I have a new MacBook pro with the Apple M1 Max processor (10 cores total), running OS 12.2.1. I used Homebrew to install gcc:
~/homebrew/bin/gcc-11 --version
gcc-11 (Homebrew GCC 11.2.0_3) 11.2.0
Copyright (C) 2021 Free Software Foundation, Inc.
This is free software; see the source for copying conditions. There is NO
warranty; not even for MERCHANTABILITY or FITNESS FOR A PARTICULAR PURPOSE.
This package came with gfortran:
gfortran --version
GNU Fortran (Homebrew GCC 11.2.0_3) 11.2.0
Copyright (C) 2021 Free Software Foundation, Inc.

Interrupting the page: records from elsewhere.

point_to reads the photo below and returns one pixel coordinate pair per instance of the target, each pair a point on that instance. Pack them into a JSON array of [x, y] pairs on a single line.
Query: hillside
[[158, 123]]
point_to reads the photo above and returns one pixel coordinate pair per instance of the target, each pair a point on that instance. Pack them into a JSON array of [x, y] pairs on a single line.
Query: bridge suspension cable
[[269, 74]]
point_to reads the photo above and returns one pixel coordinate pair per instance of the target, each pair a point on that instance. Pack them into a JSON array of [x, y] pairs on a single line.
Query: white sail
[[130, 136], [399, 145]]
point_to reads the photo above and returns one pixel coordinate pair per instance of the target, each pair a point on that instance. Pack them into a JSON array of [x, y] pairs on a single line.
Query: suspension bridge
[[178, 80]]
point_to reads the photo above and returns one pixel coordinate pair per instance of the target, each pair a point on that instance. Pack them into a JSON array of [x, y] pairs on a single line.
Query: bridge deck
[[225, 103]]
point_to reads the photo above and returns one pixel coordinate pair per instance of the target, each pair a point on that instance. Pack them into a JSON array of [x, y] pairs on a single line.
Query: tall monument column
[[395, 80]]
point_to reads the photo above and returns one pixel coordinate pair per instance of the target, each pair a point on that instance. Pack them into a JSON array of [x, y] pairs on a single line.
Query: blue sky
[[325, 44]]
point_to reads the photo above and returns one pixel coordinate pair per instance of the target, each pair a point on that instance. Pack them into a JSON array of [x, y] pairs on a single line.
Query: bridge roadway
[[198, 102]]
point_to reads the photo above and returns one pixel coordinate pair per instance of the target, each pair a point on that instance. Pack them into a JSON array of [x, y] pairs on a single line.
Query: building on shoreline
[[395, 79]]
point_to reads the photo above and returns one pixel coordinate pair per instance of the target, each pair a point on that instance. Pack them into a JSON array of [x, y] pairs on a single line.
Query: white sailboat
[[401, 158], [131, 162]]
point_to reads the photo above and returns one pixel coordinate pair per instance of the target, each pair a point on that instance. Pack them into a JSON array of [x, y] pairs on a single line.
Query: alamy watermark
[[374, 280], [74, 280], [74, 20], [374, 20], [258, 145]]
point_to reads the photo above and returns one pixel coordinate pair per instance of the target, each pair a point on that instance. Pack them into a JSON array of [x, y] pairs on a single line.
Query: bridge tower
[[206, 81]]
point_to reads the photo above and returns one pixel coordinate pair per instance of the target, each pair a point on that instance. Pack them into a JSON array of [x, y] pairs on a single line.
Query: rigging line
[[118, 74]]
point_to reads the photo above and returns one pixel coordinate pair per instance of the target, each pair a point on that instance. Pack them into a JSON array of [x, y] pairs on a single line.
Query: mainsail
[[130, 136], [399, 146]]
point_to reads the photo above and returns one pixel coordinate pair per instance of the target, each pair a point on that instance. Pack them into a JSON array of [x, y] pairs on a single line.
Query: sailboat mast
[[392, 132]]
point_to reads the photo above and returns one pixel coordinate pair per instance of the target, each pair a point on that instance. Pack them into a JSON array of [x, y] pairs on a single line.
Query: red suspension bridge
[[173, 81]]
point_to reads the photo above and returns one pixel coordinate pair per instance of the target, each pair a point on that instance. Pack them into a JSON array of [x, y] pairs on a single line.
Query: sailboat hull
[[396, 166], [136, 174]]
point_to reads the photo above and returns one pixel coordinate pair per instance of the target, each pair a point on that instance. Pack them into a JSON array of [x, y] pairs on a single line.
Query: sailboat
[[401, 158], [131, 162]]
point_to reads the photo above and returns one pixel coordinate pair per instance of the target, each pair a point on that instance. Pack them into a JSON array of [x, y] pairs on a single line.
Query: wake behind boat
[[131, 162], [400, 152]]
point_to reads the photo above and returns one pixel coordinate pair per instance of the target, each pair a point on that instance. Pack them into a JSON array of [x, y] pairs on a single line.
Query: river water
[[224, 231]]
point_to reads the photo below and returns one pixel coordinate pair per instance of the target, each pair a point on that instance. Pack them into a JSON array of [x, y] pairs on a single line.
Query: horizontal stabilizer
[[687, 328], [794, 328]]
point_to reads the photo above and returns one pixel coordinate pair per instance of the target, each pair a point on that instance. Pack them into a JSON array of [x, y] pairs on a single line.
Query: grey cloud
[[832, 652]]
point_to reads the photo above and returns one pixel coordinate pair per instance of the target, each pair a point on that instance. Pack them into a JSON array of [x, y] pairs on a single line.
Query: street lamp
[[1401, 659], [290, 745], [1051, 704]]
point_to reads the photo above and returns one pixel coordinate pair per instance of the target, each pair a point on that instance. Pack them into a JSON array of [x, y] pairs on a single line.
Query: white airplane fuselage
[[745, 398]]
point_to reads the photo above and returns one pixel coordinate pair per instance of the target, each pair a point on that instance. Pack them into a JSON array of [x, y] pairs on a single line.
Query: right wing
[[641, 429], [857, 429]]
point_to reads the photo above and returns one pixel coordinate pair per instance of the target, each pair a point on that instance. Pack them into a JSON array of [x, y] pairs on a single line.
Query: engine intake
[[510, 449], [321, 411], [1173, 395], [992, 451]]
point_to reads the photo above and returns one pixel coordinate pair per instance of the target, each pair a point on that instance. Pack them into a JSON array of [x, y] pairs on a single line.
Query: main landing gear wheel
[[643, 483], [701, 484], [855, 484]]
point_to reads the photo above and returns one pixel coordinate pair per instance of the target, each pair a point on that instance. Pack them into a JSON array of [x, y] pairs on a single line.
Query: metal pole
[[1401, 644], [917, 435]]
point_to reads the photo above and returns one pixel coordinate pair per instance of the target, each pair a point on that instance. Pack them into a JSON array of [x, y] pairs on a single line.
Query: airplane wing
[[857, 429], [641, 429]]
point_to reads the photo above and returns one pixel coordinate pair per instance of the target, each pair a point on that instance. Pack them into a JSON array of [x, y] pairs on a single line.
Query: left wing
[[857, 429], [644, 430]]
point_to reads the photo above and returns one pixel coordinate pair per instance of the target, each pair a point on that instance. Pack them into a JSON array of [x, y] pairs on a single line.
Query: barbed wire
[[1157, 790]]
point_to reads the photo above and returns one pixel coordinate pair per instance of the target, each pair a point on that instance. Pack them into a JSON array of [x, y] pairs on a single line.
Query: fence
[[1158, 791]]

This is free software; see the source for copying conditions. There is NO
warranty; not even for MERCHANTABILITY or FITNESS FOR A PARTICULAR PURPOSE.

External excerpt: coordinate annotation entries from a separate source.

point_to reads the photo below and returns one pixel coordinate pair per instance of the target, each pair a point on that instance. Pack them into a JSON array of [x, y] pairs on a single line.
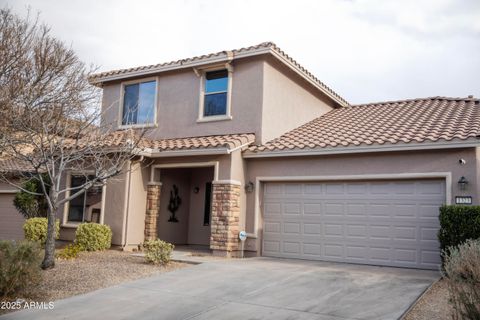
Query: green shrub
[[93, 236], [19, 267], [157, 251], [458, 224], [462, 274], [71, 251], [35, 229]]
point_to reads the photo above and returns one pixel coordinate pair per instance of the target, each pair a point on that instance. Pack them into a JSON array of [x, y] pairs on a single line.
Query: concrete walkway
[[256, 288]]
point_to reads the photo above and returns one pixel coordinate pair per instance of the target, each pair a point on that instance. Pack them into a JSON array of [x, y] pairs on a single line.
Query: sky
[[365, 50]]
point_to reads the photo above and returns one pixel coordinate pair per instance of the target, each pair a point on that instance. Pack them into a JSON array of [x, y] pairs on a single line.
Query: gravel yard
[[433, 304], [92, 271]]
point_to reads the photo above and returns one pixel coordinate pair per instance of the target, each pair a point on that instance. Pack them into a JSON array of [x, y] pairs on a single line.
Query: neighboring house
[[250, 140]]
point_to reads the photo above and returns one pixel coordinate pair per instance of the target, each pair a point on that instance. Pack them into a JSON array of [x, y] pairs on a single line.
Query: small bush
[[93, 236], [35, 229], [19, 267], [157, 251], [71, 251], [462, 273], [458, 224]]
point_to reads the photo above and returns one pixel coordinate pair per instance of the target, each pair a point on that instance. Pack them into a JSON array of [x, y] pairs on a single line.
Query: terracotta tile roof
[[264, 47], [229, 141], [119, 138], [385, 123], [11, 165]]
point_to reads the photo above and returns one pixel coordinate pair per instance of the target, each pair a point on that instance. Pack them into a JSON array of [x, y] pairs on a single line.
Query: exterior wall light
[[462, 183], [249, 187]]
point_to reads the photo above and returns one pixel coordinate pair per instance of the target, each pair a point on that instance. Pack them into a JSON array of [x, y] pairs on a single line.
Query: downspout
[[126, 204]]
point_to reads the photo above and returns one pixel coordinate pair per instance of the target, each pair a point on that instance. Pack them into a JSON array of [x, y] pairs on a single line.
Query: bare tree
[[51, 119]]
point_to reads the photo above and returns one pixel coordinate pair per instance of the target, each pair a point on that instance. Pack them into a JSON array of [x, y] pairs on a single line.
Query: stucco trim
[[9, 191], [364, 149], [393, 176], [214, 164]]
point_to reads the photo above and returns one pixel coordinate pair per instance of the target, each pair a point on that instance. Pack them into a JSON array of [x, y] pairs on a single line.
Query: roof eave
[[155, 153], [179, 65], [468, 143], [222, 59]]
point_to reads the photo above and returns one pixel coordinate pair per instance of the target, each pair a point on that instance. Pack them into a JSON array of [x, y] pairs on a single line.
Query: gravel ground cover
[[92, 271], [433, 304]]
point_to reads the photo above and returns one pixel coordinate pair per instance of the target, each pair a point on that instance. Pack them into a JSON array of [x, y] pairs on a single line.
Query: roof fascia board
[[180, 65], [152, 153], [353, 150]]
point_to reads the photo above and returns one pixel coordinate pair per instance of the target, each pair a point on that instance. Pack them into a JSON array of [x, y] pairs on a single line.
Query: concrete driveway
[[257, 288]]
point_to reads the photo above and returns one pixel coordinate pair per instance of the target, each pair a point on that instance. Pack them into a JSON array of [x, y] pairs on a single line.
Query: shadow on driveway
[[255, 288]]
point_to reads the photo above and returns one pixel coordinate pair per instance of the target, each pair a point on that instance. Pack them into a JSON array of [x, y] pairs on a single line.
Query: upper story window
[[216, 89], [215, 95], [139, 103]]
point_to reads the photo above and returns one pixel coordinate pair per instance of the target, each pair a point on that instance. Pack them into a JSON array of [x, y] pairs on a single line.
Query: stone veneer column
[[225, 218], [153, 210]]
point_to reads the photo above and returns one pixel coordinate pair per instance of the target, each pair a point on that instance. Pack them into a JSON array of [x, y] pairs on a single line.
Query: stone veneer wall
[[153, 210], [225, 218]]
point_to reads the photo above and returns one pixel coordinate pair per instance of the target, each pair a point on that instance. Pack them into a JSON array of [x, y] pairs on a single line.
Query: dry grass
[[434, 304], [92, 271]]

It also came with mpifort:
mpifort --version
GNU Fortran (Homebrew GCC 11.2.0_3) 11.2.0
Copyright (C) 2021 Free Software Foundation, Inc.

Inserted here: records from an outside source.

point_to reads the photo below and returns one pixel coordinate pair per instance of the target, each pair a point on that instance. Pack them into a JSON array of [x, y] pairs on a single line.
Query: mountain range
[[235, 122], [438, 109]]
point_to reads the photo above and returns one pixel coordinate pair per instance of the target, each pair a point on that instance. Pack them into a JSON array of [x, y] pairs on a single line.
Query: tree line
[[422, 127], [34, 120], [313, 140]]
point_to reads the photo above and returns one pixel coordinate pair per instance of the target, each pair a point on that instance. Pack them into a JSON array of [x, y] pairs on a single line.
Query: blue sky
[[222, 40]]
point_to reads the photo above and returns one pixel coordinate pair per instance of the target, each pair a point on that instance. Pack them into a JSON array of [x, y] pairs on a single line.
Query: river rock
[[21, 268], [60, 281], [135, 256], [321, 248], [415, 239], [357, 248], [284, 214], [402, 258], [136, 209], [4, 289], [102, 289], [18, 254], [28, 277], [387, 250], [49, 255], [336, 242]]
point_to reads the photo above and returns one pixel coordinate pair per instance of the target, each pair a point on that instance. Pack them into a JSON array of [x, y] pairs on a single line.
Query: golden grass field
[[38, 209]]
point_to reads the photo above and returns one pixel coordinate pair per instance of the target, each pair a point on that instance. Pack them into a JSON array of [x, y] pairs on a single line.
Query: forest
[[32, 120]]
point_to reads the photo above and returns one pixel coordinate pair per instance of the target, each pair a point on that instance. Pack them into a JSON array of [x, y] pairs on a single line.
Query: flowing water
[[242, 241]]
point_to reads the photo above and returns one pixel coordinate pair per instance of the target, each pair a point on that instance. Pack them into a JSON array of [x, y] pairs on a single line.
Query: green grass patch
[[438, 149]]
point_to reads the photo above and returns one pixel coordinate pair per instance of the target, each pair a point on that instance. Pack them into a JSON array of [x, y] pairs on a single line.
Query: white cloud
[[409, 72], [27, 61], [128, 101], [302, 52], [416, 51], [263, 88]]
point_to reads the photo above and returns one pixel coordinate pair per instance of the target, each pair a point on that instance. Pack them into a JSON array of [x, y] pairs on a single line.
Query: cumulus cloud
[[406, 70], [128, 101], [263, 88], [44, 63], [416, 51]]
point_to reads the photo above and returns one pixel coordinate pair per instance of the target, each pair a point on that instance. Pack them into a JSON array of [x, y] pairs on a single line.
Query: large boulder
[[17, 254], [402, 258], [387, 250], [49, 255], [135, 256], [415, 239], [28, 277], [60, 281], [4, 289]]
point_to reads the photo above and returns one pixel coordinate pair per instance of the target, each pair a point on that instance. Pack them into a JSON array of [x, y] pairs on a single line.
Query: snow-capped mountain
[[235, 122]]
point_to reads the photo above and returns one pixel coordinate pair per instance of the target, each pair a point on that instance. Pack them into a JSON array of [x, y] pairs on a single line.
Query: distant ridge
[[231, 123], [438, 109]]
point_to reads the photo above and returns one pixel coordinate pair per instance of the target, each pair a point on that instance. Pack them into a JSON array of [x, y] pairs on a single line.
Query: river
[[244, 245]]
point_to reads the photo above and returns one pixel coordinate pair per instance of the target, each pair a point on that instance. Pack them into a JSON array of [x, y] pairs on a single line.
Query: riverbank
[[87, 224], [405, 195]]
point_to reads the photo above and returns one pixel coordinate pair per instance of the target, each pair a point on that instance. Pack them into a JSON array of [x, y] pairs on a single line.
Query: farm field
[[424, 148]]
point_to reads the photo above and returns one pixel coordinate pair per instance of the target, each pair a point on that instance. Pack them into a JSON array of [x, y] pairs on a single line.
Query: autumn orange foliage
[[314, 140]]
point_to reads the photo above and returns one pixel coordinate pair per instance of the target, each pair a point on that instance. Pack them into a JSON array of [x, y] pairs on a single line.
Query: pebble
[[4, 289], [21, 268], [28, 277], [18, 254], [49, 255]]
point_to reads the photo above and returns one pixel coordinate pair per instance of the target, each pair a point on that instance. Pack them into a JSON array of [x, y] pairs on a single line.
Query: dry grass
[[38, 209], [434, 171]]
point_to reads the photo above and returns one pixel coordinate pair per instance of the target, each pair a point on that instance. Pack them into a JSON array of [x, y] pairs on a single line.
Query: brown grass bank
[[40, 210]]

This is free software; see the source for copying conditions. There is NO
warranty; not even for MERCHANTABILITY or FITNESS FOR A PARTICULAR PURPOSE.
I have a Fortran code that uses MPI along with OpenMP. It works well and has been used on various Linux boxes and on a supercomputer. I was doing some benchmarking of the new laptop and I noticed that the overall speed of my code depends on the the combination of the number of MPI tasks (np) and OpenMP threads:
np OMP_NUM_THREADS wall time loop time
(sec) (sec)
--------------------------------------------------
1 8 2731 299.906
2 4 1816 194.753
4 2 1424 156.876
8 1 1415 156.372
In all cases, a total of 8 cores were used. This particular test had a large loop, executed 9 times. The code using pure OpenMP is almost a factor of 2 slower than the code using pure MPI. I have done the same test on a linux box (AMD Ryzen threadripper) and there was essentially no change in execution times for various combinations of np and OMP_NUM_threads, where the product np*OMP_NUM_THREADS is constant.
My compile command is
gfortran -Ofast -fopenmp -march=native -mtune=native -fmax-stack-var-size=16384
for OpenMP only, and
mpifort -Ofast -fopenmp -march=native -mtune=native -fmax-stack-var-size=16384
for the MPI hybrid code. Are there compiler flags for the OpenMP version I could use to speed things up? I have a lot of related OpenMP codes that have not yet been modified to work with MPI, so it would be nice if some compiler tweaks could help.
On the other hand, is this a case of gfortran+OpenMP for Apple M1 needing more work at a deeper level than what I can do?